As others have stated the data does not give the whole situation a fair representation of what is the cause of this?
Recognising that this reflection is incomplete, that this is only statistical evidence and more detail is needed to know where to next. As Zach my next step would be trying to access more data through student and staff voice and also looking at our own processes at kura and if there is enough follow through to support and also encourage with clear follow through these whanau to step up their own follow through with their students.
I am also keen to cross-correlate this data with achievement data to bring a full picture as to where to next with our akonga in Y11.
As mentioned this is very new to me but I find it an exciting journey which I am looking forward to continuing to utilise and grow within my own practice and hopefully my kura will support me in including this in my role further.
I found this the trickiest task so far too! Some pleasing, positive results for you! Fantastic job!
Me too Rebecca – but I found it really good to make me really look at one area and try to create workable solutions that I feel I will be able to continue with in future. Great job with what you have been doing and achieving.
I’m currently engaged in an evidence-based inquiry into writing for our school, driven by our goals to increase student achievement to 90 percent working at or above expected levels and to accelerate Priority One learners by using The Writing Revolution (Years 2-4) and The Writers’ Toolbox (Years 5-6).
Our journey began in 2024 with an investigation and professional development for these programmes, followed by successful trials in junior, middle, and senior classes.

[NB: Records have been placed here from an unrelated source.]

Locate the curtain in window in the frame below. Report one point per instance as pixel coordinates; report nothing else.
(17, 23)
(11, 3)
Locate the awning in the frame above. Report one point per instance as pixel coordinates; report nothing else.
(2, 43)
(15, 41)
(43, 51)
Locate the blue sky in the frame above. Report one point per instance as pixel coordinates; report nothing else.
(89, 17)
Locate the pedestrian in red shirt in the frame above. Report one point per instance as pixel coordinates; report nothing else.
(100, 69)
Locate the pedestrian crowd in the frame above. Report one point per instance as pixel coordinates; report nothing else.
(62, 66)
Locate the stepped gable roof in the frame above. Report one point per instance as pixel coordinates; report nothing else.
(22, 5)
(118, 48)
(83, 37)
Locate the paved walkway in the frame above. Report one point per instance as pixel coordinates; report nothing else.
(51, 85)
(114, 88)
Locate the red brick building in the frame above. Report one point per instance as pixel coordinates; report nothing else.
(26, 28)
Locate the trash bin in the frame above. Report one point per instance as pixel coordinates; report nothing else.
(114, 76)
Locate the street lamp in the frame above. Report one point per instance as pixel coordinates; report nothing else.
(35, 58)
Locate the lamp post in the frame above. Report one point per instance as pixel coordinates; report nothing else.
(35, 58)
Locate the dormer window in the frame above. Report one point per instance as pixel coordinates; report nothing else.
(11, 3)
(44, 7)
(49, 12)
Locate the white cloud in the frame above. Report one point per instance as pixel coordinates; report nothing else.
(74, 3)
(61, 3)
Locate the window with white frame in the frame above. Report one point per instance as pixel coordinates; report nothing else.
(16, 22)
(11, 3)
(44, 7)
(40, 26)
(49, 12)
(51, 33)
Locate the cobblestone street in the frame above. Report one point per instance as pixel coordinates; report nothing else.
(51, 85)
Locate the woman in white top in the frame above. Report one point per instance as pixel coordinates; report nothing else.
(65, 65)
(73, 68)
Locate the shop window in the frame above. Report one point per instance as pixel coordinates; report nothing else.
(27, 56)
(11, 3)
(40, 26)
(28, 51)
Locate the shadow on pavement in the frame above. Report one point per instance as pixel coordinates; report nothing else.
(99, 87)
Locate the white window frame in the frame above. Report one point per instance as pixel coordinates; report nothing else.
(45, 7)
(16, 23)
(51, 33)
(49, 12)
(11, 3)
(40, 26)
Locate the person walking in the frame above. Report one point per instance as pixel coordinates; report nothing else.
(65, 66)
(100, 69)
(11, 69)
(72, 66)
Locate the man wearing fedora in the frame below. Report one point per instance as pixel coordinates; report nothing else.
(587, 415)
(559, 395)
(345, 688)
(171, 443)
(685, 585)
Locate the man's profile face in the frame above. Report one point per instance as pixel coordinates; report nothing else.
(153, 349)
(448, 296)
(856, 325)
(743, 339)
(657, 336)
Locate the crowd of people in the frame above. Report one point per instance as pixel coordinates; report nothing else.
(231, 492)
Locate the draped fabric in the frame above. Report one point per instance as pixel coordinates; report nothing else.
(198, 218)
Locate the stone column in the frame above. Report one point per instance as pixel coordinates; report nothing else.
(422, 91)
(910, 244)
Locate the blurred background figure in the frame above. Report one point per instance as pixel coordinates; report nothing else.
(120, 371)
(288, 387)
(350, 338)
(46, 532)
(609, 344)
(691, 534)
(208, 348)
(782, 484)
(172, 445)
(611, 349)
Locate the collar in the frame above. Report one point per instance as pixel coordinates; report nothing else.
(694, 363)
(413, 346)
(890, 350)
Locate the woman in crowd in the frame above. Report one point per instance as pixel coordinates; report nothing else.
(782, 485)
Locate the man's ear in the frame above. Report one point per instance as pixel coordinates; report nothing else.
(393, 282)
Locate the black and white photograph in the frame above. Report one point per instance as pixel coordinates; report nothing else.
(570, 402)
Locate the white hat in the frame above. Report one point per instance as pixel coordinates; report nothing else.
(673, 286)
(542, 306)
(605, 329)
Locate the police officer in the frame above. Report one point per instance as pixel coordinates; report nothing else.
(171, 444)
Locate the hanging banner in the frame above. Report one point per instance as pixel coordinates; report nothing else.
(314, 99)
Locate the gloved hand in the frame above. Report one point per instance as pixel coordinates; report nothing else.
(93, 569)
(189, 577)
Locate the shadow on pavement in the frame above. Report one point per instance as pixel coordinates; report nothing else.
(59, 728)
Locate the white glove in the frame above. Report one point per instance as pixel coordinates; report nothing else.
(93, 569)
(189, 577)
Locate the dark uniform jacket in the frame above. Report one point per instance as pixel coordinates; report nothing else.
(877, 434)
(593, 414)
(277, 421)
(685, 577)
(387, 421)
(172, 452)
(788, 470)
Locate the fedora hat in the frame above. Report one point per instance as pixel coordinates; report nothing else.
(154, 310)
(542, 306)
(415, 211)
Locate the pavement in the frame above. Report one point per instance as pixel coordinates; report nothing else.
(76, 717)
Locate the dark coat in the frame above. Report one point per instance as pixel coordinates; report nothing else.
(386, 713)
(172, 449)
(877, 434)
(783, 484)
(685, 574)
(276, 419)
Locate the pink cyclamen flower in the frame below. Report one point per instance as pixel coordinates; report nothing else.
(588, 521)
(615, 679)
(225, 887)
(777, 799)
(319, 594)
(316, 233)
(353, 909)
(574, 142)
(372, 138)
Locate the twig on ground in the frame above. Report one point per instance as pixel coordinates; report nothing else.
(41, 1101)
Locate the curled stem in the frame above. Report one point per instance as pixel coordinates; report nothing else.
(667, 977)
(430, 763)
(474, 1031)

Positive trial data led to a school-wide introduction at the start of 2025. This included staff meetings to articulate the ‘why,’ along with modelling, observations, and team check-ins. My initial data analysis question: What impact have these new writing programmes had on overall student achievement since their widespread implementation, and what can we learn from that?
Looking at our mid-year data, we’ve identified a significant and unexpected finding: we’ve reached 90 percent of students working ‘at or above’ expected levels, a shift from 86 percent at the end of 2024. This trend suggests that the initial rollout of the writing interventions, combined with robust professional development, has had a broad positive impact on our overall student writing outcomes. However, recognising that data often doesn’t tell the whole story, it also doesn’t fully answer the crucial questions: “He aha te take? He aha te pūtake?” (What is the cause? What is the root cause?) of this success. It doesn’t showcase the consistency of programme implementation across all classrooms, or the precise progress and ongoing needs of our Priority One learners toward their acceleration goal. This leaves me with further questions about how to understand and sustain this impact for every student.
Acknowledging that our current data is incomplete, further data collection is necessary to gain a more comprehensive picture. My immediate focus is to gather more perception data (from student and staff surveys) and school processes data (through questions about implementation consistency and specific teaching practices). The team and I are ensuring these survey questions are aligned to uncover the most relevant evidence, particularly regarding effective pedagogical strategies and any specific barriers or successes our Priority One learners are experiencing. This in-depth analysis, combining our existing achievement data with the new insights, will allow us to explore the data deeply, generate more precise inferences and explanations, and develop a range of specific data stories. Crucially, this analysis will directly inform the development of the data-driven improvement plan for our school’s writing focus, outlining specific goals, strategies, and action steps to take to the BOT and enact our next stages of growth.